The stories trickled in, like the first drops before the downpour. Some made it out, others stayed behind because they had no choice. And in the days after? Well the support is showing up, people who lost everything they had begin to trickle back to where their homes used to be. They help neighbors, they remove mud from businesses, and some can only mourn. Images will undoubtedly make their rounds, news stories will fade over time, but keep these people in your hearts and prayers.
In Kentucky, basketball is sacred. But even the sport that defines so much of this state was drowned out by the devastation.

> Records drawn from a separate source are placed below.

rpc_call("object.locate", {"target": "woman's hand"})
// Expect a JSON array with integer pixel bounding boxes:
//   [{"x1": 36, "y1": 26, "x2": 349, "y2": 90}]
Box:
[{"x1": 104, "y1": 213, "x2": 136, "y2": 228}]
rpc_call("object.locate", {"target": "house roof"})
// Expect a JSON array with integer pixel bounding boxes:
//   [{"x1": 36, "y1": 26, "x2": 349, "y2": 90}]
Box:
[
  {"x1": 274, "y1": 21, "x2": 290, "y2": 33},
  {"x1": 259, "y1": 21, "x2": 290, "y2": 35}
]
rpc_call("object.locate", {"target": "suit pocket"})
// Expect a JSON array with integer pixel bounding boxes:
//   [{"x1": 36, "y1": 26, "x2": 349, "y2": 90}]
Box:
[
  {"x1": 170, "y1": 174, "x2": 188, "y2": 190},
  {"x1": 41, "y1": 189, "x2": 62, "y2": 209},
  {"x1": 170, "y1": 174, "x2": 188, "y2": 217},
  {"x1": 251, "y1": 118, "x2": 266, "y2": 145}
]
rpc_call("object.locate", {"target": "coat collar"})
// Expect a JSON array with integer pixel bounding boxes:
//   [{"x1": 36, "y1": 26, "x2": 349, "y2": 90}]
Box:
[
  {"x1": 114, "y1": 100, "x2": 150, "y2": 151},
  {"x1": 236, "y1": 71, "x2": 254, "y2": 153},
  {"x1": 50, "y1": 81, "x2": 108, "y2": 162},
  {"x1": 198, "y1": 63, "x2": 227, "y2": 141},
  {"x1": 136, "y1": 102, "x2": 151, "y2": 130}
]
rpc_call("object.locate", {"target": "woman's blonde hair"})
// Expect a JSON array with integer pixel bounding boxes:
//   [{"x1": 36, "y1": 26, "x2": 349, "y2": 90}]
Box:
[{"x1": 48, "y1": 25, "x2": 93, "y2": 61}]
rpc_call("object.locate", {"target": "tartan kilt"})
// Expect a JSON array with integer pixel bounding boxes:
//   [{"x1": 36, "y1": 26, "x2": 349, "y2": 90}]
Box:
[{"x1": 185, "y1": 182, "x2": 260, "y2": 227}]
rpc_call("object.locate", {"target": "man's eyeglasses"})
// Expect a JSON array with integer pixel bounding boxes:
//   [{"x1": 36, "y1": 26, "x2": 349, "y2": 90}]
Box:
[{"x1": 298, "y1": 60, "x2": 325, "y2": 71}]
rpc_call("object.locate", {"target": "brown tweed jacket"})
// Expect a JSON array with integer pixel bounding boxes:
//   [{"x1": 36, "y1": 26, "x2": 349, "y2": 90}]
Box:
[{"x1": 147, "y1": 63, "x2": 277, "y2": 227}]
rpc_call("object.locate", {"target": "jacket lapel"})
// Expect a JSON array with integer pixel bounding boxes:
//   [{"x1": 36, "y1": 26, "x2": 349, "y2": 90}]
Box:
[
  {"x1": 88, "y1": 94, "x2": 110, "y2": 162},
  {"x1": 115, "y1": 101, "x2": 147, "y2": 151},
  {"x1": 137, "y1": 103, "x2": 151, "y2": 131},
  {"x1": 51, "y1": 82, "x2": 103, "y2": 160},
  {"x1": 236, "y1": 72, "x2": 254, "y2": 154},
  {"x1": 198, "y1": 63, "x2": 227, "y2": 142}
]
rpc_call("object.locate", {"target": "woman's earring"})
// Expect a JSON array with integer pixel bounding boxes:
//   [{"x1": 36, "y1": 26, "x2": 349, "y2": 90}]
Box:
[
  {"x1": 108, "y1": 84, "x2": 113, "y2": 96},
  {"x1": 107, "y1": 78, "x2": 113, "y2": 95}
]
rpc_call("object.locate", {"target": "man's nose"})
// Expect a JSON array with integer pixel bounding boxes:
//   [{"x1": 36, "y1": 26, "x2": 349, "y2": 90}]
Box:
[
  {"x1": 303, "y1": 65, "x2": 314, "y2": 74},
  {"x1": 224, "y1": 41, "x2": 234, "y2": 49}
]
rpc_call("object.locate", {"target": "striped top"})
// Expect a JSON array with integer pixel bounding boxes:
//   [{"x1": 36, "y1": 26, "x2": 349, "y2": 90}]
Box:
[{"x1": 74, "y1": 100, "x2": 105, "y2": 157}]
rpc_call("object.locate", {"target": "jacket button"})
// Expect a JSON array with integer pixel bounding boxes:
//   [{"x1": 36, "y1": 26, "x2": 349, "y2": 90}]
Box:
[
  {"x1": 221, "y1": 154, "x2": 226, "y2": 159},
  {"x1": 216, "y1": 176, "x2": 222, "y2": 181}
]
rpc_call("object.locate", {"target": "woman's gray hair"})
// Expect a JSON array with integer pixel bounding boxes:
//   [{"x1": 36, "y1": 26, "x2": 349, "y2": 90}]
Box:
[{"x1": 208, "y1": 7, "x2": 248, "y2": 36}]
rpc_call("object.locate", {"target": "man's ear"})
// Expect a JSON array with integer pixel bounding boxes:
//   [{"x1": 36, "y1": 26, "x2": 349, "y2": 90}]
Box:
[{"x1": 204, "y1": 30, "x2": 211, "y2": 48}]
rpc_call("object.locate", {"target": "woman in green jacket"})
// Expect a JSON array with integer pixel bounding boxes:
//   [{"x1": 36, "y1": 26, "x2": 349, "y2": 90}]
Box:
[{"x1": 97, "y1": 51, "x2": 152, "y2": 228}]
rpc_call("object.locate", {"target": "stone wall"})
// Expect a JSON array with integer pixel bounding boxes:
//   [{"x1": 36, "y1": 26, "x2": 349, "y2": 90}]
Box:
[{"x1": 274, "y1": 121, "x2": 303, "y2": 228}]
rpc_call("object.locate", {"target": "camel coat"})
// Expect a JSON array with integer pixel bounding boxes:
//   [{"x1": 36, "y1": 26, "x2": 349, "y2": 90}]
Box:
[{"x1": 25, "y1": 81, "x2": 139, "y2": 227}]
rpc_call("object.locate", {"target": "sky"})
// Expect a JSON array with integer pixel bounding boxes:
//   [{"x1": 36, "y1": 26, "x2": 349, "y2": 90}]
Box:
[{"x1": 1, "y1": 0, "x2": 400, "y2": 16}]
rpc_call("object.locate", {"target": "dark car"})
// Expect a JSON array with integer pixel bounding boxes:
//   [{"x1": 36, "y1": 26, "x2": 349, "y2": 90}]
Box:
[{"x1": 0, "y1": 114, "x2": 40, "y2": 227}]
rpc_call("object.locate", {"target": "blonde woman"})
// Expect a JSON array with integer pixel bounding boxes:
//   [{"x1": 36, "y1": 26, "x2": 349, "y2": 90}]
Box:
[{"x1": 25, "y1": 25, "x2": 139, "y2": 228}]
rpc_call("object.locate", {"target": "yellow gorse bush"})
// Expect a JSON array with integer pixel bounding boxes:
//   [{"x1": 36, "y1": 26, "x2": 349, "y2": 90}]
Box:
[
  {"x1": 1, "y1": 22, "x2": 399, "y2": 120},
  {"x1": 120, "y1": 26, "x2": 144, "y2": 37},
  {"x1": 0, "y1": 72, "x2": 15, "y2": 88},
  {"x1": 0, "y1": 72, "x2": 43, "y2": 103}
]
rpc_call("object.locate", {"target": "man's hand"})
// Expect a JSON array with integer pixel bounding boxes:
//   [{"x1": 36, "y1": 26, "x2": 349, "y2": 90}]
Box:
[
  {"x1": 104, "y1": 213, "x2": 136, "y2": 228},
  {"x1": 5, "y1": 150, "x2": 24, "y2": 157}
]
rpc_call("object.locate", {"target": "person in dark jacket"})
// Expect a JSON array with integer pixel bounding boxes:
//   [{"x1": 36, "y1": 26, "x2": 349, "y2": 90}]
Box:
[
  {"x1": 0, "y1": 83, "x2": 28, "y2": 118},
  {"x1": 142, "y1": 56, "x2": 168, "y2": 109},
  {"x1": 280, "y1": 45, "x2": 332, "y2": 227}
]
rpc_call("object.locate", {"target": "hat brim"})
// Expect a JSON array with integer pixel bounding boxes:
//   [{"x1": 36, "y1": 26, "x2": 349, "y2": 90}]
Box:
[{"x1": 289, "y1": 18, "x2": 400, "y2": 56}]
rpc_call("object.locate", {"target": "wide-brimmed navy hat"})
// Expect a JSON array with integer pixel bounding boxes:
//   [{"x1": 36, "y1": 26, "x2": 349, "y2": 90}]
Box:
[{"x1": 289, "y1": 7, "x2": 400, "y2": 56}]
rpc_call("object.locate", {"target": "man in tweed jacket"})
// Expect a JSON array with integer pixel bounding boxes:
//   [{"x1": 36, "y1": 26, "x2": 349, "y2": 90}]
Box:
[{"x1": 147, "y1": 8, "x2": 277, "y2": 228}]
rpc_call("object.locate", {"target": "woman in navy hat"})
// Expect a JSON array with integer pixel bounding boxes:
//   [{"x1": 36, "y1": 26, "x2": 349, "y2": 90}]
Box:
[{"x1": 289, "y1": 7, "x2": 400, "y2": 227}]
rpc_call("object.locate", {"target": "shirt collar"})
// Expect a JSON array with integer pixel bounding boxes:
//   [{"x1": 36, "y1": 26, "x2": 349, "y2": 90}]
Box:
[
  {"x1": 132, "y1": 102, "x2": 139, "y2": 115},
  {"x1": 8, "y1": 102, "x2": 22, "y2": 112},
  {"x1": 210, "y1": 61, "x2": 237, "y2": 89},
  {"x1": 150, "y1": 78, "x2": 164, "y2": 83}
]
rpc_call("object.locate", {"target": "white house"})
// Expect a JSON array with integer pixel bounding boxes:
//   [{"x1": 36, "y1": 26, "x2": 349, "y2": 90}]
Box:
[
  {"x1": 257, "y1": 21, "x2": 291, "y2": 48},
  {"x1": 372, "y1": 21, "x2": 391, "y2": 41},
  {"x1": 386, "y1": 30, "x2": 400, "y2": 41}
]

When John Calipari left Kentucky, fans felt free of him. When he returned, a chorus of boos rained down on him. And yet, when it mattered, he and his wife, Ellen, looked past the past and pledged to help the present. They pledged to donate to the Kentucky Flood Relief Fund, because in moments like these, being human is more important than being a Cats fan. It just is.
It’s not about basketball. It never was. It’s about the people of Kentucky, people who have been left behind too many times, waiting for the rest of the world to remember them while struggling every day.
For those watching from dry land, it can be easy to feel helpless. But there are ways to lift up a region that has been knocked down again and again.
Because when the waters rise, it is not the scoreboard that matters, but the people standing next to us and with us. The ones who hold on, who despite losing it all reaches a helping hand out to their neighbors. The ones who lift others up when they don’t have anything left to give. The ones who remind us what it truly means to be human and to show real love.